その様を見ていたロレッタが、マグダの前へ回り込み、顔を覗き込むようにして視線の高さを合わせる。
「もしかして……マグダっちょ……」
「……『まぐだっちょ』?」
「お兄ちゃんのこと好きですか?」
「………………」
突然投げかけられたド直球の質問に、マグダは動きを止めた。……というか、いつもの無表情なのでなんの変化も見られない、と言った方が的確かもしれないが……
「あ、あれ? あたしの見当違いでしたですか?」
マグダが反応を見せないので、ロレッタは慌てた様子を見せる。
違う意味で慌てていたのがウーマロだった。
「そそそそ、そうッスよ! マグダたんは天使ッスから、誰とも恋愛とかしないッス!」
「え、でも……それでいいんですか、お客さん的には?」
「オ、オイラは……マグダたんを見守るのがオイラの仕事ッスっ!」
いや、お前の仕事は大工だよ。
無表情のマグダを放って、ギャーギャーと周りが騒ぎ立てている。
でもな、ロレッタ。
よ~く見てみろ。
マグダの耳が忙しなくピクピク動いているだろう? 俺やお前の方に耳を向けては逸らし、向けては逸らしを繰り返している。
照れてるんだろうな。
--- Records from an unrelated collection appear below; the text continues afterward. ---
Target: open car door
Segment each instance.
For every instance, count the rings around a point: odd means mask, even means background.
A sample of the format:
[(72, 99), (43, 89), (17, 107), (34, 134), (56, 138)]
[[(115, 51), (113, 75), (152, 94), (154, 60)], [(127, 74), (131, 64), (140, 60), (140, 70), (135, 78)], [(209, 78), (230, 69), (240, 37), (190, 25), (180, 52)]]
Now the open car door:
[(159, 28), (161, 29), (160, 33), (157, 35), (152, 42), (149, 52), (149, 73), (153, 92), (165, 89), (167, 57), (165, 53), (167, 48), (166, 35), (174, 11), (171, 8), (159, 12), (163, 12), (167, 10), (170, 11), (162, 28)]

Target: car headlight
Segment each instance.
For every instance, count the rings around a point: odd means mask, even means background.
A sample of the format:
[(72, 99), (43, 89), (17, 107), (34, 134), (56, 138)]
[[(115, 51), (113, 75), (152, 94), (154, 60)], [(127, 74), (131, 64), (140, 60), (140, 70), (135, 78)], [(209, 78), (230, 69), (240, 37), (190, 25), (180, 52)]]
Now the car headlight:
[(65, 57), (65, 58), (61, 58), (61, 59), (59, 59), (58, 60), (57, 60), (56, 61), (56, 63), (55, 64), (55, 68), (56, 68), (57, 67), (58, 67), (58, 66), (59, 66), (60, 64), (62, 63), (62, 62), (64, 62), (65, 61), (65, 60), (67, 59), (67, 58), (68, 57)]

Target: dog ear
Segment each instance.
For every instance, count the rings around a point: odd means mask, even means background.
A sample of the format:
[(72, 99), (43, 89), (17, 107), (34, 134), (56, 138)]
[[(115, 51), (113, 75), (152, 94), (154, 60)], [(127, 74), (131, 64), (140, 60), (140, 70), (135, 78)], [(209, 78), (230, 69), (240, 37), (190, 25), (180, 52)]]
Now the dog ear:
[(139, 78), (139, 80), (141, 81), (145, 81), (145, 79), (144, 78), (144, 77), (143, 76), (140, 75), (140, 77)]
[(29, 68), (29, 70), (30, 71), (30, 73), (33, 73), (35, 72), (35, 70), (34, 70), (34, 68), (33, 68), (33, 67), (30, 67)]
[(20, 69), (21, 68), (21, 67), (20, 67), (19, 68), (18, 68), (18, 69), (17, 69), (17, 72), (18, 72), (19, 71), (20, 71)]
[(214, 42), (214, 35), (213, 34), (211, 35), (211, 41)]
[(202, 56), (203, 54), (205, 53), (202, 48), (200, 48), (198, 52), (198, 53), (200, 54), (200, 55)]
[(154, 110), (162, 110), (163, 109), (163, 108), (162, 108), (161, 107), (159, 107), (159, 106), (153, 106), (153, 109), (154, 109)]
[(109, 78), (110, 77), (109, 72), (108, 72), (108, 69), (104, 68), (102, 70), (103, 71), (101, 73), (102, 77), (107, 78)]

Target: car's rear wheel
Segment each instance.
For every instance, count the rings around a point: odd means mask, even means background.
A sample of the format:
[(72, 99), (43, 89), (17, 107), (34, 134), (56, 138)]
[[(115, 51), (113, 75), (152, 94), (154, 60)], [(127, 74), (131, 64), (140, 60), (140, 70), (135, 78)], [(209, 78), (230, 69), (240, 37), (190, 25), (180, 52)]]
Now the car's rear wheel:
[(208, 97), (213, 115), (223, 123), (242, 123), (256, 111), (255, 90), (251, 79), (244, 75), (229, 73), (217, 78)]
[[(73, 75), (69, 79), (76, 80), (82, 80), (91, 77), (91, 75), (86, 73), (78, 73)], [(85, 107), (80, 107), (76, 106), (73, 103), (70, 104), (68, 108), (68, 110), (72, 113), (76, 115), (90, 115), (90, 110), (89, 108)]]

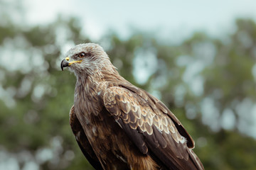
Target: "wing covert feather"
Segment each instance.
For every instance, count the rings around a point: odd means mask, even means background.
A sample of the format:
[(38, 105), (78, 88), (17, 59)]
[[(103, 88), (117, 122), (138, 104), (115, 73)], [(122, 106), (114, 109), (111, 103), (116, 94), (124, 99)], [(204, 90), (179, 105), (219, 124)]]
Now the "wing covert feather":
[[(199, 162), (194, 162), (196, 158), (189, 159), (194, 157), (188, 149), (188, 145), (193, 147), (191, 136), (153, 96), (137, 87), (112, 86), (105, 91), (103, 101), (106, 109), (142, 153), (149, 154), (150, 149), (171, 169), (203, 169), (199, 159)], [(178, 128), (183, 129), (181, 133)], [(188, 137), (188, 145), (181, 134)]]

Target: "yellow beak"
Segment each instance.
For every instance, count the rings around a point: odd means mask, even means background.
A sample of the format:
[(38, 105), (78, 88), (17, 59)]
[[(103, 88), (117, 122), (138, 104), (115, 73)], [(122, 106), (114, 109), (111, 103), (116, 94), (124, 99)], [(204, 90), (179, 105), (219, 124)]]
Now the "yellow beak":
[(60, 64), (60, 67), (63, 71), (64, 67), (70, 67), (70, 65), (72, 65), (73, 64), (74, 64), (75, 62), (80, 63), (82, 62), (81, 60), (69, 62), (69, 60), (70, 60), (70, 58), (68, 57), (65, 57), (63, 60), (62, 60), (61, 64)]

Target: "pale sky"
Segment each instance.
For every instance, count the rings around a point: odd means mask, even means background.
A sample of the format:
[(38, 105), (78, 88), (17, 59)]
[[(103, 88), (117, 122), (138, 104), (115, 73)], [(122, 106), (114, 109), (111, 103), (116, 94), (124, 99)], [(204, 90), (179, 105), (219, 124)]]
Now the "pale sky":
[(221, 36), (234, 30), (235, 18), (256, 20), (255, 0), (25, 0), (25, 4), (27, 23), (49, 23), (60, 13), (77, 16), (86, 35), (95, 40), (110, 29), (127, 38), (131, 28), (154, 31), (171, 41), (187, 38), (195, 30)]

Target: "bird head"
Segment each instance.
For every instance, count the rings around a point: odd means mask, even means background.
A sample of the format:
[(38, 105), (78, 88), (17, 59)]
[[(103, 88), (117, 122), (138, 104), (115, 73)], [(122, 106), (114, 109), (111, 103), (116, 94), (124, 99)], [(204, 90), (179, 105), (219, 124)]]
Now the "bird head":
[(80, 44), (69, 50), (60, 64), (63, 71), (66, 67), (75, 75), (89, 75), (114, 67), (103, 48), (94, 43)]

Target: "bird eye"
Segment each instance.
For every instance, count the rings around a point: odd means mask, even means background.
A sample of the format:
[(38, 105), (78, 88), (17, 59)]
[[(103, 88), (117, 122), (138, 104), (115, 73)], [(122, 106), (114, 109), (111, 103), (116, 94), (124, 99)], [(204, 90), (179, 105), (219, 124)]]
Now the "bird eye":
[(81, 52), (79, 54), (79, 57), (82, 58), (85, 56), (85, 52)]

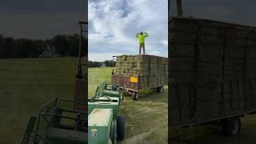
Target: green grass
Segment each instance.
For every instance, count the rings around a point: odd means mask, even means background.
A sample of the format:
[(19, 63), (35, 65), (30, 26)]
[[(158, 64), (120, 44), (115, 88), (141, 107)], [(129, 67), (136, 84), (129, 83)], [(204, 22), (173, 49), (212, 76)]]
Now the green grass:
[[(110, 82), (111, 68), (89, 69), (89, 95), (102, 81)], [(126, 118), (125, 140), (118, 143), (167, 143), (168, 90), (164, 93), (142, 90), (138, 100), (126, 94), (120, 114)]]
[(77, 59), (0, 60), (0, 143), (19, 143), (29, 118), (54, 97), (73, 99)]
[[(0, 143), (19, 143), (29, 118), (54, 97), (73, 99), (77, 59), (28, 58), (0, 60)], [(110, 81), (111, 69), (89, 69), (89, 94), (103, 80)], [(126, 116), (126, 139), (122, 143), (167, 143), (167, 94), (143, 90), (138, 101), (126, 95), (121, 114)], [(171, 129), (172, 143), (256, 143), (256, 115), (242, 121), (241, 134), (223, 137), (219, 126)], [(121, 142), (119, 142), (121, 143)]]

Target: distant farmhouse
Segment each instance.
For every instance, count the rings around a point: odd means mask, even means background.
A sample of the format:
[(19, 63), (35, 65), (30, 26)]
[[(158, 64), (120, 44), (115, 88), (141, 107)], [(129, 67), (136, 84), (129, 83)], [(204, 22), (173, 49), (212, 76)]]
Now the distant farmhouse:
[(101, 67), (106, 67), (106, 64), (103, 62)]
[(50, 46), (47, 46), (47, 49), (39, 55), (39, 58), (58, 58), (58, 57), (60, 57), (60, 54), (56, 52), (56, 48)]

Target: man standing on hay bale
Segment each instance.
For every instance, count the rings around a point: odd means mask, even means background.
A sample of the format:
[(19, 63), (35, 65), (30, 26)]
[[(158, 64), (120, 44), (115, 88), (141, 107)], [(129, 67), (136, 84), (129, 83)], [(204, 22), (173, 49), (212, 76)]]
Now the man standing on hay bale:
[(136, 34), (136, 38), (138, 39), (138, 42), (139, 42), (139, 55), (141, 55), (141, 51), (142, 51), (142, 48), (143, 48), (143, 54), (145, 54), (145, 38), (146, 37), (148, 37), (149, 34), (146, 33), (137, 33)]

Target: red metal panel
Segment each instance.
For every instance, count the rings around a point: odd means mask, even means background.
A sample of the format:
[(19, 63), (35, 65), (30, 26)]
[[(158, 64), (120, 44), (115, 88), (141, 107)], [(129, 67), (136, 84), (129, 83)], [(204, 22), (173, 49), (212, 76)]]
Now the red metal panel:
[(138, 83), (136, 82), (130, 82), (130, 76), (125, 76), (125, 75), (117, 75), (117, 74), (112, 74), (112, 84), (114, 85), (120, 85), (121, 86), (126, 88), (126, 89), (131, 89), (134, 90), (138, 90), (138, 86), (140, 85), (139, 82)]

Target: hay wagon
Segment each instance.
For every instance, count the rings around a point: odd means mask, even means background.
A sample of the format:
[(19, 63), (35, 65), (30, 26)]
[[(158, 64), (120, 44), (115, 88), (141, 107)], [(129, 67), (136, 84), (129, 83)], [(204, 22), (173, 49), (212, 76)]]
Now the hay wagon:
[(137, 100), (139, 90), (162, 92), (168, 83), (168, 58), (154, 55), (113, 56), (112, 84), (120, 85)]
[(169, 34), (169, 126), (238, 133), (256, 113), (256, 27), (174, 17)]

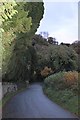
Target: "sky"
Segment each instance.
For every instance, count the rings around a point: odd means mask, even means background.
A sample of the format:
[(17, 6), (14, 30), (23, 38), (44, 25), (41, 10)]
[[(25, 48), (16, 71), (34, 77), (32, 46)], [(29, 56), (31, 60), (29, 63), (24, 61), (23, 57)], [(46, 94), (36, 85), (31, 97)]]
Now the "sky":
[(73, 43), (78, 40), (78, 2), (46, 2), (44, 15), (37, 29), (48, 32), (61, 43)]

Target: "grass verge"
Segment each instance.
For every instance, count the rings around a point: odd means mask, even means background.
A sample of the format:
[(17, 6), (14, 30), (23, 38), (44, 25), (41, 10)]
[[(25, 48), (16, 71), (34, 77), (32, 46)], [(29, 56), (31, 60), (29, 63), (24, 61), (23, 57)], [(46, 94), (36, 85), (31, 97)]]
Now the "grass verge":
[(7, 93), (2, 100), (0, 101), (0, 108), (4, 107), (6, 105), (6, 103), (15, 95), (17, 95), (18, 93), (24, 91), (27, 87), (23, 87), (21, 89), (18, 89), (16, 92), (11, 92), (11, 93)]
[(49, 87), (44, 87), (43, 91), (53, 102), (79, 116), (78, 96), (74, 95), (72, 91), (67, 89), (57, 91)]

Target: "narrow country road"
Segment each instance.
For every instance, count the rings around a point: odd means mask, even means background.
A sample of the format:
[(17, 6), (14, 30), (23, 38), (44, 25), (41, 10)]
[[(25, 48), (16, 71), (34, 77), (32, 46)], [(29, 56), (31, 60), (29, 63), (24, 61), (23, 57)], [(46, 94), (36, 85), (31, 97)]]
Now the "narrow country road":
[(67, 110), (50, 101), (40, 84), (14, 96), (3, 109), (3, 118), (76, 118)]

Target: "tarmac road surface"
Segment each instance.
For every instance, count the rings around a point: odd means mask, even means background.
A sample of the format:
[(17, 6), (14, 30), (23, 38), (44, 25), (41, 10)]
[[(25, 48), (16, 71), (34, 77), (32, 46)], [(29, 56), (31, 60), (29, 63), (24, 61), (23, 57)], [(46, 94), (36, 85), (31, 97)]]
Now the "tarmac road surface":
[(14, 96), (2, 111), (3, 118), (76, 118), (44, 95), (42, 85), (35, 83)]

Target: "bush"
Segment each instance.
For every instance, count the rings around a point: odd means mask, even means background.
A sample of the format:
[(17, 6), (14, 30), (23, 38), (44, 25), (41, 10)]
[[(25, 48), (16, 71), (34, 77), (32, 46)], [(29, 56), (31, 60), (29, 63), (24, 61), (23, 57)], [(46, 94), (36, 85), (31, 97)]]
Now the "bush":
[(78, 90), (78, 72), (59, 72), (47, 77), (44, 80), (45, 86), (62, 90), (70, 88)]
マグダの感情を読むとしたら……
『そんなこと、面と向かって聞くな』ってところかな。
ま、詳しくは分かりようもねぇけどな。
「んじゃ、ウーマロ。マグダと妹たちをよろしくな」
「任せてほしいッス!」
時間が迫っていることもあり、俺たちは挨拶もそこそこに陽だまり亭を後にした。
夕日はもう、ほとんど沈んでしまっていた。